But, hey how are you doing? It has been busy for me, new job, new tasks, new workflow, and new routines. It is not as easy as I though with the new job, there's a lot to pick up and things to learn and I felt slower for getting all that new knowledge into head this time, but thank to all the supportive people at work that I can finally say that I am doing well.

It is hard to believe that we have been moved to NY a little over three years now. Beginning of this year, we started talking about finding a place to buy and settle down, but a plan is a plan. Buy a place will be postpone for now. Then we have had many talks over the table and car rides about finding a new apartment and move away the one we are in now might be an option?! After all the math and reality facts, we decided to stay put for another year or two for now. The place is closer to S' school and my work now, so we don't  really need to commute far away for school and work. It seems a disappointment for not getting a place of our own, but relief of not need to pack and move so soon at the same time.

I have been updating a few things around the apartment and for us; getting a bigger bed for S, finally after her first twin bed from Grand Forks and it is about time. Updated window curtains,  as the living room is facing the west; it is terrible place to be in the summer. Then I found a sale stoneware cooking pot as the older has a crack on one side's handle, but I still keep it for our soup making day and new a kettle for tea time; and finally new bath towels. That things we kept using over the years are really need an update. I also have been working through boxes that still unopened from the last move and hope to declutter more. But summer makes everything slower than usual.

My sewing time is slow, it has been hard to find time to sit in the studio and sew, even on the weekends. as I am always catching up the house chores. laundry, cleaning, mopping floor, grocery shopping, all that necessaries. By the time, I am done with all the necessaries, I want to sit and read and maybe watch a slow film and drink iced tea.  I see the change in myself a last few months, I am feel all that hurry, but go with the flow and all. Especially I found that I really like to sew when no one is around these days. The quietness, the freedom and the self-time. Last week, I just committed myself to sit and sew for 30 minutes a day before everyone gets around and it really work out well. I continue working on the nine-patchwork quilt and the quilt blocks are coming together nicely. I knew that I could have it done quicker, but working slowly with patchwork is so rewarding these days. Just me and the fabric. I can not wait still for the new quilt top finish, but it won't be quick this time. 

We have been taking short trips this summer, just to get away the city life. We tried rafting for the first time and also zip-ling. It is such excitement for us! We kind of paddling through the rafts and soaking up all the summer heat at the same time. Exhausted, but really loving all the greens that Pennsylvania has. It really has been awhile since we try new things... let's say more adventures events.

I am finally home alone for the first time this week just for a few hours, moment of quietness.  Thank you for all the kinds and support comments from the last post and placing orders from the shop. Thank you for the encouragements and kindness. I really am not sure where this journey will take me now, but for now all is good!

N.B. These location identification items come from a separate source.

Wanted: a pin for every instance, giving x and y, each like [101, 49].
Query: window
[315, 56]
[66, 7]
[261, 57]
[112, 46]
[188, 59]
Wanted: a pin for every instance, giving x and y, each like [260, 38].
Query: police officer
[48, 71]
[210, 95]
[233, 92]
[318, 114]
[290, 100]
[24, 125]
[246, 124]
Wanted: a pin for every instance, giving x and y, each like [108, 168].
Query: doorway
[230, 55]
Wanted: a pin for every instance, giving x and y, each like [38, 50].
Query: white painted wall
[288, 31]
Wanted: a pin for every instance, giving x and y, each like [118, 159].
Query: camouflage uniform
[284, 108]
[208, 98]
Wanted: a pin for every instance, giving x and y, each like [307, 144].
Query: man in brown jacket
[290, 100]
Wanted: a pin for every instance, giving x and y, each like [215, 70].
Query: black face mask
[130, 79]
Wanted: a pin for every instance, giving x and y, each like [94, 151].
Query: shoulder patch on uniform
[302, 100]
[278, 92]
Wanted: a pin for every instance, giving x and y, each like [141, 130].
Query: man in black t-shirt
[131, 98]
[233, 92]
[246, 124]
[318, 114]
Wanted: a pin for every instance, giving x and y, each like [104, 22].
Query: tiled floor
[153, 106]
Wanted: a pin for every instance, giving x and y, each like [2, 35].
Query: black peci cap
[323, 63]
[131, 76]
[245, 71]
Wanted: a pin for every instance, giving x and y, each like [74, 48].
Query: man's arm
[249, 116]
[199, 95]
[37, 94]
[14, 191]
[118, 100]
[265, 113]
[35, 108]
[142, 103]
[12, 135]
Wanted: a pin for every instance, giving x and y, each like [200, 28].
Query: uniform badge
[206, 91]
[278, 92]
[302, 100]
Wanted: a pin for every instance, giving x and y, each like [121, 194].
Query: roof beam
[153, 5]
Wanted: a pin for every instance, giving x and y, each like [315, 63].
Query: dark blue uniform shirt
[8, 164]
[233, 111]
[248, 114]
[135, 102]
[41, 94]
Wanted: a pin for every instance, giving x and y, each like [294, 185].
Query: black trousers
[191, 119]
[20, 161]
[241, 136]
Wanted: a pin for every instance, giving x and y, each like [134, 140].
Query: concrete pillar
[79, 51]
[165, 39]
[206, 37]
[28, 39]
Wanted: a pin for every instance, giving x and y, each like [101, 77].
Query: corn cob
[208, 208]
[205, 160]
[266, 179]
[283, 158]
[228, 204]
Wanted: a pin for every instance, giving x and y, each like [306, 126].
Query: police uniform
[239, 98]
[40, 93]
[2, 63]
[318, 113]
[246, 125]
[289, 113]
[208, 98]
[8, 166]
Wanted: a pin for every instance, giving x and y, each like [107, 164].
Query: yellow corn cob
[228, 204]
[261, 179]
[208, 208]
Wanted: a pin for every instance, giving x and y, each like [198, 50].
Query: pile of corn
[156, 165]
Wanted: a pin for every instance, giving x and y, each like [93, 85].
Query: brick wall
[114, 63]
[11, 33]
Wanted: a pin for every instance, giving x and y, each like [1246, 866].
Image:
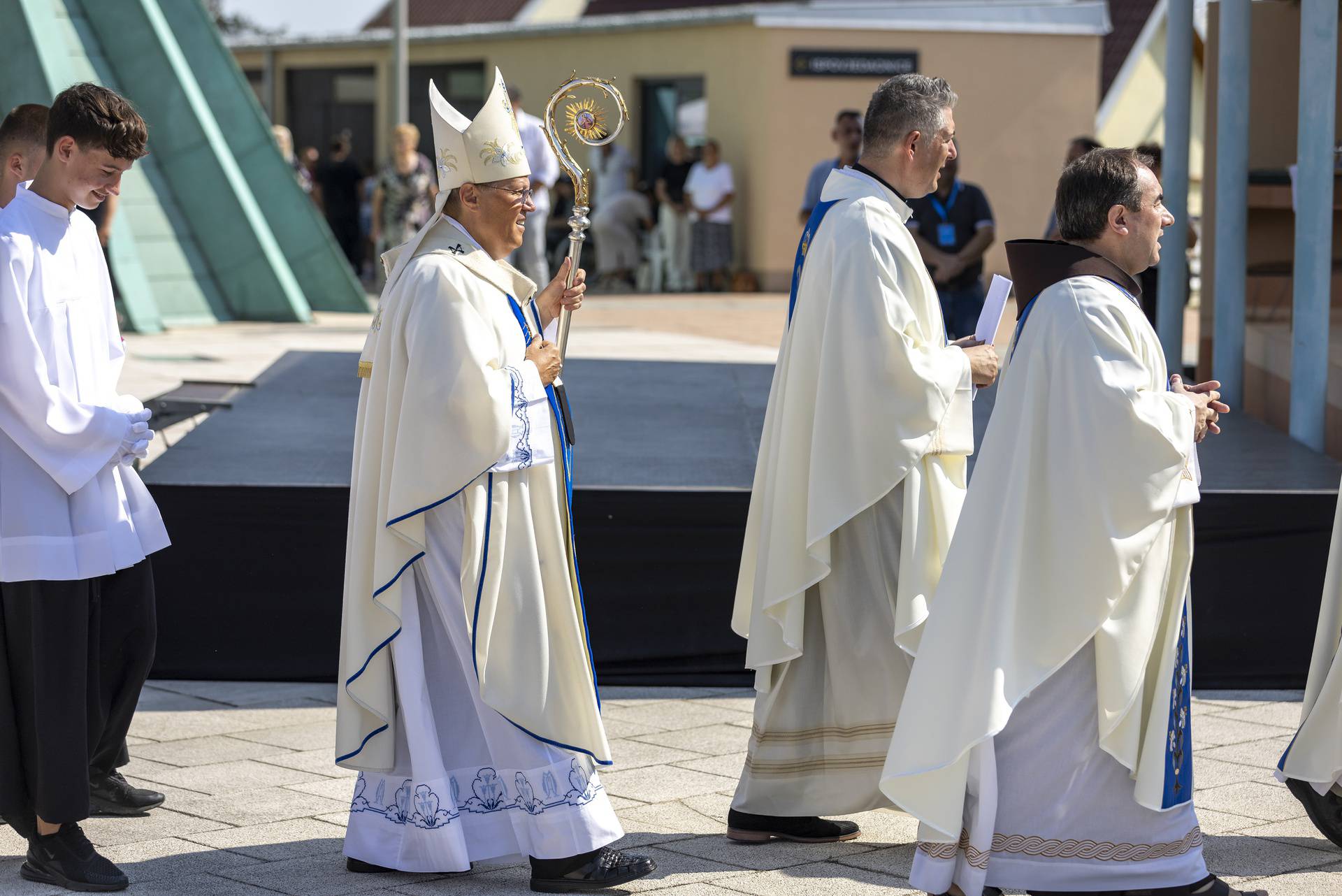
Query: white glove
[136, 442]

Tomorrow I will be making a cheese cake for S, since it has been awhile since I really cook or bake this summer; just try to avoid adding more heat to the apartment. This is one of the biggest reason we want to move, the unbearable indoor summer heat.  While the cake sits in the oven, I will be in the studio sewing and cutting up more squares. Maybe you can join me for the sewing time... 

until then...

xc

Thursday, May 30, 2019

It will come..


After a full month of the 9-5 routine, things are gather up together; in a good way! The bus stop is so close to the apartment and I always get off a few stops early, so I could walk home and decompress the day and reflect what could have done better and of course other things that come to mind right after getting of the bus is what to make for the supper and can I make it to bed early today (honestly). 

I guess, holiday is always a treat for full-timers, is it? The long weekend seemed just gone like a swift. Where did all that time go? When I was still staying at home I was able to finish so much, sewing, house working, and running errands. It felt so strange not being able to do so much for the first time and have trouble finding time to just sew during the long weekend. I really would like to catch up the sew along I am doing and mini nine patch quilt that I am working on and few other sewing projects that I have started, but have not be able to task on. 

Over the weekend, I took Sunday morning off from everything else and focus on working the shop listings for the patchwork handmade items that I have been slowly creating. It has been over 3 years since I have decided reopen the handmade items for the shop.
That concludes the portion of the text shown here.